主人の気が変わったとか理由を付け、娼婦も何もしないで金をもらえれば喜んで口を噤んでいたことだろう。

今回は執事と御者どちらも隷属済みのため、警戒はザルとなっていた。


「ここか」


 そこは怪しい倉庫だった。

周囲の建物も倉庫ばかりで、深夜ともなればたまにある警備の巡回以外は人の出入りが無くなるような現場だった。
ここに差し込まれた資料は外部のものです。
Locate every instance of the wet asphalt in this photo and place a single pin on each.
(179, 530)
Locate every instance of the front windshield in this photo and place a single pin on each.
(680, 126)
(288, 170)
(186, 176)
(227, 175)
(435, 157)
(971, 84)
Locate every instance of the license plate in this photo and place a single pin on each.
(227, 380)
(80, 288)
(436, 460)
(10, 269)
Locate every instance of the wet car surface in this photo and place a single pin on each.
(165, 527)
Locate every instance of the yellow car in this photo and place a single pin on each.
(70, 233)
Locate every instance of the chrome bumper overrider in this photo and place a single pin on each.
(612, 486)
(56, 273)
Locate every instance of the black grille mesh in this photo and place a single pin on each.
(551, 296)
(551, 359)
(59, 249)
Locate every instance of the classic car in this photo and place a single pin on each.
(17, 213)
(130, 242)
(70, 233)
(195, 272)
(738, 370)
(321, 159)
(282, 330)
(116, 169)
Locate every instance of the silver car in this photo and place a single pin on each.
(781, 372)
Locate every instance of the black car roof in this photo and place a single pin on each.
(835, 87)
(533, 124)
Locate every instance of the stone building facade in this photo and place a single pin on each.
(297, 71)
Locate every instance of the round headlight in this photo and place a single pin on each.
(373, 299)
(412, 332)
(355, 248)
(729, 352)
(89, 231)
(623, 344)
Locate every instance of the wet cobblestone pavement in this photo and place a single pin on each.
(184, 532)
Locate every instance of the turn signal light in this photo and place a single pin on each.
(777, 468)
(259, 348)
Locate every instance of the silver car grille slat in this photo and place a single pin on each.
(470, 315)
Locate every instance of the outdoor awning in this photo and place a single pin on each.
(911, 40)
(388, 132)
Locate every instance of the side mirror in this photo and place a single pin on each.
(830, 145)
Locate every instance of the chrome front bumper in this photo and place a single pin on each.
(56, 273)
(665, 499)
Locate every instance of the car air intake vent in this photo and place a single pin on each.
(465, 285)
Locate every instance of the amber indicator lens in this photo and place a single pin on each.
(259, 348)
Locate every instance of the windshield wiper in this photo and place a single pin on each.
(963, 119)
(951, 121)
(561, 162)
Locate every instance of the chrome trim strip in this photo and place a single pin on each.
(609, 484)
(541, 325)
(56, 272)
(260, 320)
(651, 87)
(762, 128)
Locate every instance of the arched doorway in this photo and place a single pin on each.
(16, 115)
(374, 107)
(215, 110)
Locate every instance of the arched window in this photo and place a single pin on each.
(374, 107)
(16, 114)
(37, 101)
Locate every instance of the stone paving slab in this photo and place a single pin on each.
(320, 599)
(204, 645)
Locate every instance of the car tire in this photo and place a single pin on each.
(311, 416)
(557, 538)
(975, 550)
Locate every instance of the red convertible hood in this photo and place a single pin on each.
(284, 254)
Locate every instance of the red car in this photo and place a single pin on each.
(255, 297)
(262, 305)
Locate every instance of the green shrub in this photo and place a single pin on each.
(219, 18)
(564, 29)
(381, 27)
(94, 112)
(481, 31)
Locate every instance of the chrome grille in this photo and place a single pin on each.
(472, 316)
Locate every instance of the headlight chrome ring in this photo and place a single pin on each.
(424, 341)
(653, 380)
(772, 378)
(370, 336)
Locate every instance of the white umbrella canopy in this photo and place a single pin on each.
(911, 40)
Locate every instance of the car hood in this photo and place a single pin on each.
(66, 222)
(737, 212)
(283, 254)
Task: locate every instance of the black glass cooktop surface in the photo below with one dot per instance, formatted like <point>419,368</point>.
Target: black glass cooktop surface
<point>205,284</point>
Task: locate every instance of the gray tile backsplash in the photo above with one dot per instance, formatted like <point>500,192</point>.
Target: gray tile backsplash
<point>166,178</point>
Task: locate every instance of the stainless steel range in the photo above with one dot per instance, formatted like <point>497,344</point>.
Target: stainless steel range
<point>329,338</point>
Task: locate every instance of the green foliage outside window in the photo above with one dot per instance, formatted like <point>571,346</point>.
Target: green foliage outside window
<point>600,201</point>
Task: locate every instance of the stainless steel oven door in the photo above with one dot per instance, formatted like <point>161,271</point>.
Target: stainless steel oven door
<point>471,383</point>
「そのまま何事も無かったように、今までと同じ行動をとれ」


 執事に命じて囮娼婦を倉庫の中に入れさせる。

それを見つからないように闇ギルドの構成員が姿を隠蔽して続く。


「なんだ、今日の娼婦はずいぶん若いな」


 そんな声が聞こえる。

それは、この事件の真犯人と思われる人物の声だった。

俺から言わせると、お前の声も充分若い。


「(【凶悪犯探知】)」


 そして、そいつが凶悪犯の転生者でないことが確定した。


「しかし、バカみたいに引っかかるな。

それにこんな手口をするだけで捕まらないとはな。

あいつ・・・の話を信じて良かったよ」


 真犯人は犯罪が成立すると確信し、饒舌になっていた。


 あいつ? 誰のことだ?

この事件にはこの手口の教唆犯がいるのか?


 そいつが切り裂きジャック事件のような手口を教えたのか?

まさかそっちが凶悪犯の転生者?

まるで犯罪のコーディネーターのようだ。


「さあ、今日も悲鳴をきかせてもらおうか」


「きゃーーーーっ!」


「ははは、いい声で鳴く。

これだから女を切り刻むのはやめられない」


「そこまでだ!」


 囮娼婦にナイフで切りつけたため、ここで完全に犯罪の要件を満たしていた。


「この野郎! ぶち殺ししてやる!」


 傘下の娼婦を殺され、プライドを傷つけられた闇ギルドの構成員が、待ってましたと攻撃に出た。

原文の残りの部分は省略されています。